Add stand alone mode with multiple network.run()

Description of problem

Hi everyone!
In my brian script, net.run() has been placed in a loop. It takes long hours and I want to use “Stand alone mode” to gain a higher speed.
my code is like this :

j=0
while j<1000
net.run()

I have read the guide here

My first question is : should I add the following code after loop finishes or inside the loop after net.run() ?

set_device(‘cpp_standalone’, directory=‘my_directory’, debug=True)

the next one is : can I add “stand alone mode” to a script with the loop structure mentioned?

Thank you in advance.

Hi @Rihana. If you need to continue the same simulation multiple times with net.run, then you need to add

set_device('cpp_standalone', directory='my_directory', build_on_run=False)

at the beginning of your script (e.g. right after the import statements). After the loop, you will then have to add

device.build()

which actually compiles and runs the simulation. But note that in “standalone mode”, calling net.run several times causes quite a bit of overhead in the way the code is generated. This is fine for a couple of runs, but if you really call net.run 1000 times, this will most likely not work. Why do you need to call net.run repeatedly, maybe there are ways to reformulate your model so that it works with a single run (e.g. with something like run_regularly)?

2 Likes

Thanks for your help.

Actually, I am working on this code
and in original version, it has been implemented with calling net.run() as many as input images(MNIST : 60000 trainSet).

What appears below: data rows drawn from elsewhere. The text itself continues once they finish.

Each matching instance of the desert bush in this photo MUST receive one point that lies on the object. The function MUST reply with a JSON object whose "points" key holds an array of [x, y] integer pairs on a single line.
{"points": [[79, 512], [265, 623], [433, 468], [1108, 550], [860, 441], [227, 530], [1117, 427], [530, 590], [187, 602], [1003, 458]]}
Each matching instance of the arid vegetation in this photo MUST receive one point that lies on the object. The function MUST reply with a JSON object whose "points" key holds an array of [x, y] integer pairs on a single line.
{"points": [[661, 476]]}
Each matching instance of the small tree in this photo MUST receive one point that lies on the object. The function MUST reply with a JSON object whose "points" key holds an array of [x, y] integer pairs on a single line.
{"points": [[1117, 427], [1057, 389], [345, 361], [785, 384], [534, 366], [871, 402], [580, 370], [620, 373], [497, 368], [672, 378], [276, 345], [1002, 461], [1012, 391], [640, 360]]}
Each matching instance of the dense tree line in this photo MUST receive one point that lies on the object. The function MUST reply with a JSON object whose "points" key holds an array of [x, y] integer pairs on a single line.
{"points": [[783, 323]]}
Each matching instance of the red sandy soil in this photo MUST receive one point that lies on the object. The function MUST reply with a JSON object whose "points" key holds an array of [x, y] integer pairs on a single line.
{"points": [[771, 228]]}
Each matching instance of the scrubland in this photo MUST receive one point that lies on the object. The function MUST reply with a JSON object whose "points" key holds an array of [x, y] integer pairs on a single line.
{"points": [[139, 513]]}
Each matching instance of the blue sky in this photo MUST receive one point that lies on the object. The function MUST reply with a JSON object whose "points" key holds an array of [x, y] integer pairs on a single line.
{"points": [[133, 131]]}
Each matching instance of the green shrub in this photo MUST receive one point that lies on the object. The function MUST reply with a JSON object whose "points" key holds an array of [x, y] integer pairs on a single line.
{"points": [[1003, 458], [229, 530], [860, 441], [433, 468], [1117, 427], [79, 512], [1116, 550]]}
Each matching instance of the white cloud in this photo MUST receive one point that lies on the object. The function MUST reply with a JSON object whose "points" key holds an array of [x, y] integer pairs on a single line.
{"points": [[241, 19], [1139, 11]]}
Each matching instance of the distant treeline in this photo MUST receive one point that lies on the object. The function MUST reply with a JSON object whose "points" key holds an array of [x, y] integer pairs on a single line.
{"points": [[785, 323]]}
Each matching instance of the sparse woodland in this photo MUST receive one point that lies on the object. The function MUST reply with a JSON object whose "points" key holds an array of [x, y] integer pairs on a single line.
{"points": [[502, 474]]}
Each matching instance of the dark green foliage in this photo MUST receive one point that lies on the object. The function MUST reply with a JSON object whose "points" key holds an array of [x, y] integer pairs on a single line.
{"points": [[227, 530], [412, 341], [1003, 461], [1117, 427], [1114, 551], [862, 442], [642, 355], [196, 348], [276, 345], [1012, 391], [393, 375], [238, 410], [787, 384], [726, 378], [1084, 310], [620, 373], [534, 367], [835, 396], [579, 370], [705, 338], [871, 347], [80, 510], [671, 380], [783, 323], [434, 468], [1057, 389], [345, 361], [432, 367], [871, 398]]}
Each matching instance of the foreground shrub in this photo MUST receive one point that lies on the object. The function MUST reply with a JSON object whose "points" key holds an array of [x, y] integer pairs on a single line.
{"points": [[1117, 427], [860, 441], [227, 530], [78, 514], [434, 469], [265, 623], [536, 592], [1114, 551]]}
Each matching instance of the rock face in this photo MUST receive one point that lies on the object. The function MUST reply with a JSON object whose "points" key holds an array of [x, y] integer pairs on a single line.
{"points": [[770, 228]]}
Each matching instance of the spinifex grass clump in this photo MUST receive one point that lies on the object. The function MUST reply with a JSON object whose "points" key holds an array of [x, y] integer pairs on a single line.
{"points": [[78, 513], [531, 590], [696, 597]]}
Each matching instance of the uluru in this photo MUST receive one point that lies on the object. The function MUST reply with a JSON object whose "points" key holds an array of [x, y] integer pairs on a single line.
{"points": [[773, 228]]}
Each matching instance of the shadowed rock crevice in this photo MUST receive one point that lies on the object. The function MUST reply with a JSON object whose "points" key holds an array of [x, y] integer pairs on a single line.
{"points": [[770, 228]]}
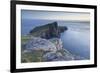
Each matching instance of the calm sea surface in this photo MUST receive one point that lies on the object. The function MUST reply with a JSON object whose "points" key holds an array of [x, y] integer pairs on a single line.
{"points": [[76, 39]]}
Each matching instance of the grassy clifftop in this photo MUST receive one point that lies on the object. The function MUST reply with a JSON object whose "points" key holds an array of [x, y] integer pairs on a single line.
{"points": [[48, 30]]}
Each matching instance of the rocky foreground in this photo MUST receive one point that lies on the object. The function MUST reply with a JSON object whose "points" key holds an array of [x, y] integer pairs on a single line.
{"points": [[42, 50], [43, 44]]}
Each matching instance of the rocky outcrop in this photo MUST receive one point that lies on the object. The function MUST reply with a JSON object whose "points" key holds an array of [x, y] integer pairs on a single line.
{"points": [[48, 31], [51, 50], [40, 44]]}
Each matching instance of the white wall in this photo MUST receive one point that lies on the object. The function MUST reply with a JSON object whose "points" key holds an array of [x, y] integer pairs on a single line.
{"points": [[5, 37]]}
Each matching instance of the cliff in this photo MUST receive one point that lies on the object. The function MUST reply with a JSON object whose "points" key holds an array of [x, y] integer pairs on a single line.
{"points": [[48, 31], [43, 50]]}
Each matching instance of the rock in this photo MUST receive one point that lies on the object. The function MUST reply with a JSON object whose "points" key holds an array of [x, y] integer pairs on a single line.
{"points": [[48, 31], [40, 44], [52, 49]]}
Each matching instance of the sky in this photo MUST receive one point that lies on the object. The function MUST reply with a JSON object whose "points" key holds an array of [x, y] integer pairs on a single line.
{"points": [[53, 15]]}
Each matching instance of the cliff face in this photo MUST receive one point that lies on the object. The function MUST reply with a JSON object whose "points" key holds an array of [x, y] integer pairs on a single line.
{"points": [[48, 31]]}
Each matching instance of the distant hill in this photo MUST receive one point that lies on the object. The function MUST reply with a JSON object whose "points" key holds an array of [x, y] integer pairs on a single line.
{"points": [[48, 31]]}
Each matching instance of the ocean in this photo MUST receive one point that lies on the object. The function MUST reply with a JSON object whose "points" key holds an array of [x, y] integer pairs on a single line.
{"points": [[76, 39]]}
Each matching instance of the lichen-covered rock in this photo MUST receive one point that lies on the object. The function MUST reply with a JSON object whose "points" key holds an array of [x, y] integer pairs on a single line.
{"points": [[47, 50], [40, 44]]}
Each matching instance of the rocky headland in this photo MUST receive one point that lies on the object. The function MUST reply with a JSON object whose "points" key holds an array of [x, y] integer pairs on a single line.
{"points": [[43, 44]]}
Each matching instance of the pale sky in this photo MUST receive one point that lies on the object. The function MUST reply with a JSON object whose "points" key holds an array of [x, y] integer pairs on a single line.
{"points": [[53, 15]]}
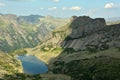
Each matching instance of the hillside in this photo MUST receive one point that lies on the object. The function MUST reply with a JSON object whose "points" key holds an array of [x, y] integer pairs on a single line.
{"points": [[85, 49], [9, 65], [25, 31]]}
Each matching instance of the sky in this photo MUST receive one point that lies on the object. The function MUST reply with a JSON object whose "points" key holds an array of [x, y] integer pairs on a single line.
{"points": [[62, 8]]}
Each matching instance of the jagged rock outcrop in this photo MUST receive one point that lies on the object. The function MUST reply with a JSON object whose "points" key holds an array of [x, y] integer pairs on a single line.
{"points": [[91, 34], [25, 31], [90, 51], [84, 25]]}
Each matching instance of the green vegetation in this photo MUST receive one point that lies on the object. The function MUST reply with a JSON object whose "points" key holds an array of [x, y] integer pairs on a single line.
{"points": [[98, 68], [19, 52]]}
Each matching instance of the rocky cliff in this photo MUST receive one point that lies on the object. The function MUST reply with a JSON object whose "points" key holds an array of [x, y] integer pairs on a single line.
{"points": [[87, 49], [25, 31]]}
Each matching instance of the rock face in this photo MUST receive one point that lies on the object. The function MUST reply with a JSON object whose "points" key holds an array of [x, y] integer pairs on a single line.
{"points": [[82, 33], [85, 25], [88, 51], [25, 31]]}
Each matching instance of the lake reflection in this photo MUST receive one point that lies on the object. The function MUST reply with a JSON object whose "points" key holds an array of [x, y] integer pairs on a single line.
{"points": [[32, 65]]}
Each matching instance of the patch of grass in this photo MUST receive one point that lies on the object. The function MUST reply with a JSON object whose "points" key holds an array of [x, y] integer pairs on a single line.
{"points": [[19, 52]]}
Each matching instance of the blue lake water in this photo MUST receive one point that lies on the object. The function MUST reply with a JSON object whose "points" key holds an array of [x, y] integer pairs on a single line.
{"points": [[32, 65]]}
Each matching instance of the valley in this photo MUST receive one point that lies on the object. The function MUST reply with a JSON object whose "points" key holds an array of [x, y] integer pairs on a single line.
{"points": [[76, 48]]}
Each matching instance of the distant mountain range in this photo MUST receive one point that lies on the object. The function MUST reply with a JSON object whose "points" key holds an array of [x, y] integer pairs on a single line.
{"points": [[25, 31], [113, 20], [80, 47]]}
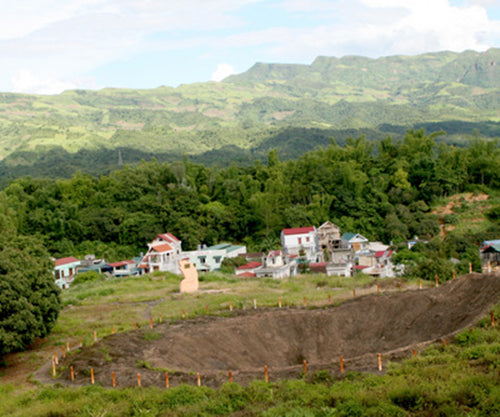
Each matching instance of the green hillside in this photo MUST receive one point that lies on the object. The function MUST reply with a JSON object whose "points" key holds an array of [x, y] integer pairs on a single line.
{"points": [[282, 106]]}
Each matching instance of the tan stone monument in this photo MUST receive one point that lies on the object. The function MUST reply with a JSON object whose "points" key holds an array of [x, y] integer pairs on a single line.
{"points": [[190, 282]]}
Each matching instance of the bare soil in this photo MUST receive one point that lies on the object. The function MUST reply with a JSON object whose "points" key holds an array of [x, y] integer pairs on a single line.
{"points": [[392, 324]]}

I only managed to run it properly. Changing this code is so difficult.
I wonder if you could take a look at the run() section of the code and do the best solution to change with focus on increasing speed of run.

As always, I would really appreciate your help and guide.
:hibiscus: :hibiscus: :hibiscus:

Hi @Rihana . Unfortunately in this case you won’t be able to use standalone mode, since the code needs to know about the results after every run before doing the next run. This is a typical “runtime mode” behaviour – in “standalone mode”, all simulations are turned into a single C++ project that is executed, i.e. you cannot run any Python code in between runs.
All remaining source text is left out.